Anyone who habitually reads research papers will frequently encounter “statistical significance,” often accompanied by a cryptic reference to p < 0.01 or p < 0.05.
Statistical significance is a fundamental tool that helps researchers understand what their experiments and their data have actually revealed, and it helps colleagues to decide if reported results are worthy of further consideration or investigation.
At the same time, statistical significance is a somewhat opaque concept that is easily misinterpreted and that has generated quite a bit of controversy in the scientific community.
In fact, not too long ago three professors published a “Comment” article in the journal Nature that recommended the complete abandonment of statistical significance as a basis for accepting or rejecting a hypothesis—and it took them only one week to find 800 other academics and researchers who were willing to express formal agreement with their position.
What Is Statistical Significance?
An experiment begins with a null hypothesis, which states that there is no relationship between the two phenomena for which data will be collected. If the objective of the experiment is to find or demonstrate some type of relationship or effect, the null hypothesis is tantamount to saying that the experiment will “fail.”
Statistical significance is a mathematical criterion that we can use to decide whether we should accept or reject the null hypothesis.
A result that is statistically significant based on a predetermined probability threshold indicates that we should reject the null hypothesis; in other words, something did happen—a relationship was observed, an effect was produced, an association exists—and therefore the experiment has revealed something that is potentially meaningful or interesting.
Phenomena governed by random processes usually produce a normal distribution of values. Thus, it is common practice to represent a conceptual null hypothesis as a Gaussian curve, meaning that this is the distribution of observations that we expect when one experimental variable is not affected by the other experimental variable.

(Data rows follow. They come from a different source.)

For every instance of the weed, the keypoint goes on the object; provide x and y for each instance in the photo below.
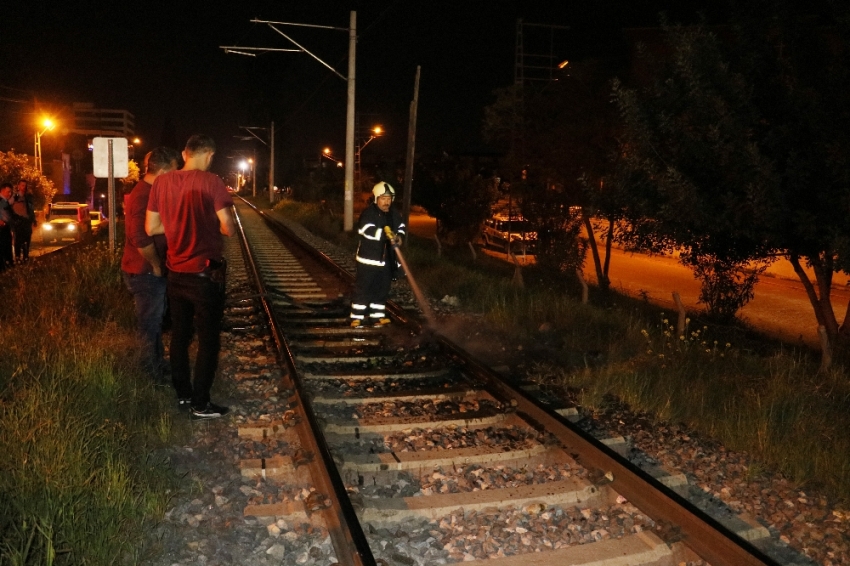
(76, 483)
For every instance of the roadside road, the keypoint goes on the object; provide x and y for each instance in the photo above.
(780, 307)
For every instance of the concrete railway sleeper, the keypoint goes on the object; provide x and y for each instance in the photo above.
(408, 451)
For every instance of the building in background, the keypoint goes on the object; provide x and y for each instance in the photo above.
(104, 122)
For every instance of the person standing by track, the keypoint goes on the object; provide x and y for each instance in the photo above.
(7, 258)
(376, 261)
(24, 221)
(192, 208)
(143, 264)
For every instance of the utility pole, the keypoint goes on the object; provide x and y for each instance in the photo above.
(348, 207)
(348, 219)
(411, 146)
(270, 145)
(271, 165)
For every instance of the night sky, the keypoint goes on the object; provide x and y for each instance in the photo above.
(162, 62)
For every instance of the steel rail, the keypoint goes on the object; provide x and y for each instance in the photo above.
(350, 543)
(702, 533)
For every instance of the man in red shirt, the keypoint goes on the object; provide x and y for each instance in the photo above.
(143, 264)
(191, 207)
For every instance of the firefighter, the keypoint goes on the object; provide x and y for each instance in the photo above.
(376, 260)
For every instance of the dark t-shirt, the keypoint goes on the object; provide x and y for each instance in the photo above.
(135, 206)
(187, 203)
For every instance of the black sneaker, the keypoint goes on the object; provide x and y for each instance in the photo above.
(211, 411)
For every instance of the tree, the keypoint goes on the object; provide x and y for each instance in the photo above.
(559, 135)
(458, 195)
(736, 148)
(15, 167)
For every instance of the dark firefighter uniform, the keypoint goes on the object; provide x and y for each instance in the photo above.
(376, 260)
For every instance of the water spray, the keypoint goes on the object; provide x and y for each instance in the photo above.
(417, 292)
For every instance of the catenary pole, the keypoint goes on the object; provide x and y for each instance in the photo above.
(411, 147)
(348, 216)
(271, 165)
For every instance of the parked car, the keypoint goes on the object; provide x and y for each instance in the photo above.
(98, 221)
(66, 220)
(512, 233)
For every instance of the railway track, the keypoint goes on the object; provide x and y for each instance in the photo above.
(407, 451)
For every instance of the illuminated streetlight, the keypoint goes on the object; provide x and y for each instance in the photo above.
(48, 125)
(253, 177)
(327, 153)
(375, 132)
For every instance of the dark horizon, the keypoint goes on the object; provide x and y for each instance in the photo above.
(166, 67)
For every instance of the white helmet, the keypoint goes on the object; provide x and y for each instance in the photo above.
(382, 189)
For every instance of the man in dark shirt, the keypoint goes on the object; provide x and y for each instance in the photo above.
(6, 218)
(191, 207)
(24, 222)
(142, 264)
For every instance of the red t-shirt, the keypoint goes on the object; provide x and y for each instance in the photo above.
(135, 204)
(187, 203)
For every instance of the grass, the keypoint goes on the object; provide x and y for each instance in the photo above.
(78, 421)
(748, 392)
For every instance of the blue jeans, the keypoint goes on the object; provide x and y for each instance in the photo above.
(149, 296)
(197, 305)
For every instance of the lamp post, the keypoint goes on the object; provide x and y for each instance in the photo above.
(270, 145)
(48, 125)
(243, 166)
(375, 132)
(327, 154)
(253, 177)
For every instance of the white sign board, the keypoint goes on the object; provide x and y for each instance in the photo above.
(100, 156)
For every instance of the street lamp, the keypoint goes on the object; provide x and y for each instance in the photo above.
(375, 132)
(48, 125)
(327, 153)
(243, 166)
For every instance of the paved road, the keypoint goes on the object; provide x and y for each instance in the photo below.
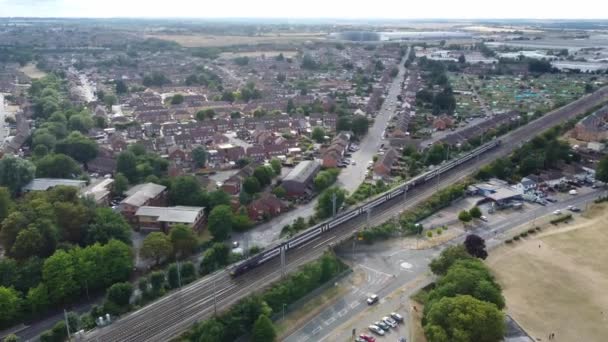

If we assume that the null hypothesis is true, we will often use a Gaussian curve as the probability density function with which we decide whether or not a result is statistically significant.
The Probability Threshold
Statistical significance is based on the probability of obtaining a result under the assumption that the null hypothesis is true. Let’s say that through our experiment we obtained the number x (this could be anything—blood pressure, sales revenue, an average test score).
By referring to the probability density function associated with the null hypothesis, we can determine whether the probability of obtaining x, or some other number that is more unlikely than x, will be less than 5% (p < 0.05), or 1% (p < 0.01), or some other threshold (p < ⍺, where ⍺ denotes the required significance level).
Thus, the p-value conveys the probability of obtaining a result that is equal to or more extreme than the observed result when there is no relationship between the variables of interest.
The Gaussian curve is the probability density function that corresponds to the distribution of values when the null hypothesis is true. We calculate the p-value of an observed result by integrating a portion of this probability density function.
If the p-value is sufficiently low, it doesn’t make sense to continue assuming that no relationship exists between the two variables. Thus, we reject the null hypothesis and claim that a relationship exists.
Interpreting Statistical Significance
The preceding explanation describes statistical significance in the way that I find to be most straightforward and mathematically coherent: If the p-value of an observed result is less than the predetermined threshold that we call the significance level, the observed result is very unlikely to occur if the null hypothesis is true. Therefore, we reject the null hypothesis, which is equivalent to affirming that the experiment has found a relationship between the variables of interest.
This same general message can be conveyed in other ways that you may find helpful:
- The p-value is the likelihood that our observations are attributable to mere chance. Thus, if p = 0.05, there is a 5% probability that the result is attributable to chance and a 95% probability that it is attributable to the conditions that we created in our experiment.
- The p-value is the likelihood that we will incorrectly infer a relationship between the variables of interest. A p-value of 0.05, then, indicates that for every 100 experiments in which we inferred a relationship, 95 of these relationships actually existed and 5 did not exist.
Interpreting the Word “Significance”
Much confusion surrounding statistical significance originates in the use of the word “significance,” which in this context is limited to a specific statistical usage and is not the same as the word “significance” in ordinary language.
Statistically significant results are not necessarily important or meaningful results. Statistical significance does not mean practical significance, and likewise, the absence of statistical significance does not mean that experimental results have no practical value.
The Significance Level
To establish statistical significance, we must compare the p-value to the significance level, denoted by ⍺. Significance levels are somewhat arbitrary and are selected according to the conventions of a given field. As indicated above, ⍺ = 0.05 and ⍺ = 0.01 are common, though in some cases a higher value or a much lower value is chosen.
Despite the potential misuse of statistical significance and evidence for widespread misinterpretation, it remains an important technique in research and experimentation. We’ll continue exploring this topic in the next article.